On 8/12/07, Gregory Maxwell gmaxwell@gmail.com wrote:
What is flawed is the the model of "user contributed content" which lacks strong facilities for collaboration. We understand collaboration, we have strong facilities for it. This is why "Joe uses 'dog', john uses 'dogs' isn't and shouldn't be a hard problem for us. With collaboration we can just go fix all of it.
Or just pull the redirects from en and use them as data for a basic disambiguation system.
Different audience, they cater to commercial stock photography.. advertisements and such, while our primary customer is an encyclopedia, but that has nothing to do with annotation.
Their annotation is fantastic. For example, searching for "kangaroo fighting" ... gives you only pictures of kangaroos fighting. Searching for "kangaroo costume" asks you to clarify if you want "traditional clothing" or "Costume (Dressing Up)" you either get a painting of people in what appears to be tribal dress cooking a kangaroo, or you get pictures of people in cheezy kangaroo costumes depending on your choice.

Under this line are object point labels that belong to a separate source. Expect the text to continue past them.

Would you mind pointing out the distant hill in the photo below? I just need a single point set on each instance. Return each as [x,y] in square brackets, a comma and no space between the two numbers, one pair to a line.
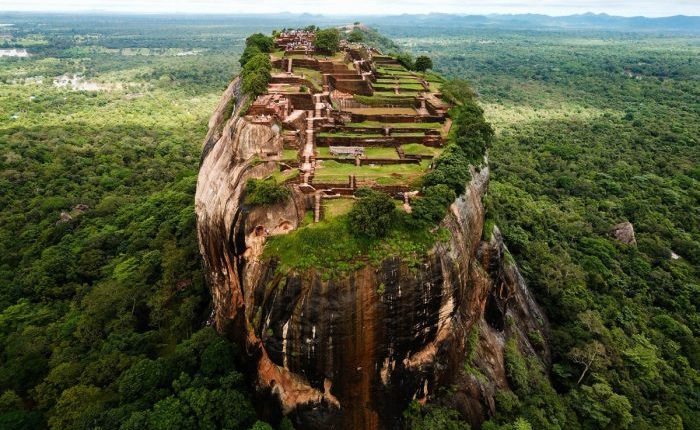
[680,23]
[588,21]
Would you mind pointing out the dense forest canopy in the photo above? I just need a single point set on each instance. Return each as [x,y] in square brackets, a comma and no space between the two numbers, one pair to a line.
[103,305]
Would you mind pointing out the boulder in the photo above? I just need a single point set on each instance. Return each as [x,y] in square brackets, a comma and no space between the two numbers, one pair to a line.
[624,232]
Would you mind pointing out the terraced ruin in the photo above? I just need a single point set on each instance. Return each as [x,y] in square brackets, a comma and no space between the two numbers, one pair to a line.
[350,303]
[353,119]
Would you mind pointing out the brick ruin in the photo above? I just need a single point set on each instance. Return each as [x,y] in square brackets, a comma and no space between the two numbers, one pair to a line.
[338,108]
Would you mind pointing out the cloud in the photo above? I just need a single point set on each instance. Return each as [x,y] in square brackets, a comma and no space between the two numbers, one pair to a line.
[367,7]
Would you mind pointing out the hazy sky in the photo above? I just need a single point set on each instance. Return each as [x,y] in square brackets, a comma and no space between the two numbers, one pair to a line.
[364,7]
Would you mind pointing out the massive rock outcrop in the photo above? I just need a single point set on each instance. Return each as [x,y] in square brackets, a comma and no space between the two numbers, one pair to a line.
[351,352]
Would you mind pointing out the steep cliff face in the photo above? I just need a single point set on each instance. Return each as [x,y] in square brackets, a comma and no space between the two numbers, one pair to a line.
[351,352]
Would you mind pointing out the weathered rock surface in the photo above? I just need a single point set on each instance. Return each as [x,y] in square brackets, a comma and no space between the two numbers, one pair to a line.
[343,353]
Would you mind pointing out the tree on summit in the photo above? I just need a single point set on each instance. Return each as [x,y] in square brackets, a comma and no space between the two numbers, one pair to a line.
[328,40]
[423,63]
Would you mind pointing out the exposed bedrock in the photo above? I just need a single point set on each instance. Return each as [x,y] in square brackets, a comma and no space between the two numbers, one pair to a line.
[351,352]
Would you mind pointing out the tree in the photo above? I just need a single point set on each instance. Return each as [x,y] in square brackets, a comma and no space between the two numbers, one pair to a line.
[265,192]
[588,356]
[328,40]
[431,208]
[405,59]
[432,418]
[356,35]
[457,91]
[248,53]
[372,215]
[601,408]
[260,41]
[423,63]
[256,75]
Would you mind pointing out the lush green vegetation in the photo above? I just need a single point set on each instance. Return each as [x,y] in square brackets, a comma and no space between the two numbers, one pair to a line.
[328,41]
[103,309]
[373,214]
[102,315]
[592,129]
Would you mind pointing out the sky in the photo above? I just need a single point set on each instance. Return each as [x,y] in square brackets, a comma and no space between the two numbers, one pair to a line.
[652,8]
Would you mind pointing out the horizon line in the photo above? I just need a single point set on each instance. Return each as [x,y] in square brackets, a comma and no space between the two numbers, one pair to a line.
[342,15]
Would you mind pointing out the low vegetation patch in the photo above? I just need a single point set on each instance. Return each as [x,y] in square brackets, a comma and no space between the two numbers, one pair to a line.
[265,192]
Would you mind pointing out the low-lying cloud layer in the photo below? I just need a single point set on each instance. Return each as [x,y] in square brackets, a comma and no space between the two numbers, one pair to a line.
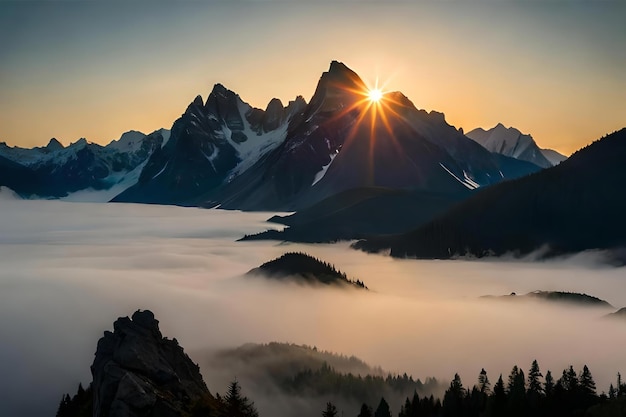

This blows away anything that we currently offer. It's fantastically useful.
Depends. You can get something close to that if you use wikipedia as your commons search engine (of course in the case of en you will also hit a load of images that are not on commons but give it time).
What stinks, in my view, is we're not that far from being able to have that kind of search ourselves. Their keyword data looks a lot like our categories. The keywords themselves are classified into groups (to help people find the right keywords, but not to classify the images), and there is keyword disambiguation data.
The biggest difference, as far as I can tell, is that we're utterly paranoid about "over categorization". While they apply all that are appropriate, people on commons are constantly trying to reduce images to a few.. or even one category. It's nuts and it clearly doesn't work.
A typical image in getty's web collection will have something between 20 and 40 'keywords' assigned to them. We have an average of 2.9 (including all the license cats).
To an extent you could get around that by looking at the wikipedia articles images appear in.